Tuesday, January 21, 2014

Well, It's Finally & Completely Done.

Not legally, of course.  But as of this moment, I officially quit trying.  Regardless of anything else, I am really not surprised.  At all.  Especially the more I thought about this past week.  Everything that has happened.  And the way things were going -and the way I'm quite sure they would have gone eventually.

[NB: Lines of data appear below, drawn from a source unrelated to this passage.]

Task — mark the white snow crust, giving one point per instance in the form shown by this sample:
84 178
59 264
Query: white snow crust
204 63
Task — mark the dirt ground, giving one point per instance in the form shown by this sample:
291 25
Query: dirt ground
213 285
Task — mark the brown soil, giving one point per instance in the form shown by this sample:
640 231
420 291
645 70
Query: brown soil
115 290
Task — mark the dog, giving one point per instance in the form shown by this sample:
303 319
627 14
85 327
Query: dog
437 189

Was she justified?  Perhaps.  All that matters is she was in her eyes.  Almost 4 months later, nothing had changed.  They were never going to.  It is a sad end to a marriage.  I guess I'll be saying this quite a bit for awhile.  I am not surprised.  I did play a big, stupid role in it all.  Especially the end.  I said this right after it happened, I've said it since and I'm saying now.  It wasn't necessarily wrong of me to feel the way I did about that shithead Cali.  The way she went fucking nuts about him drove me goddamned crazy and humiliated me.  That's why I got so pissed - but that was not the right time to do it - it backed her into a corner and made her make a bad decision.  Who knows?  I still would have had to get a job.  Quickly.  To save things - but at least I would have tried.    We were never going to get back together.

Update:  Wednesday, January 22, 2014

Even though not unexpected, this still hurts.  As late as a week ago, probably a little more recently - I really held out some hope.  But really - 4 months later, 140 miles apart and no end in sight?

And like I said - not surprised.  I guess I could go through the whole "apologize" thing.  But why?  She doesn't even fucking care enough to try,  so it's only putting off the inevitable.  I find it kind of amazing how few "positive" things she had to say to me from time to time to keep me going.  Actually, I guess I'm kind of flabbergasted in looking back at it, that I ever tolerated that.


Update:  Thursday, January 23, 2014@ 5:08 am

I guess I am still in shock over all over this.  It is finally all over for real.  I cannot believe she thought I would fall for that same old bullshit.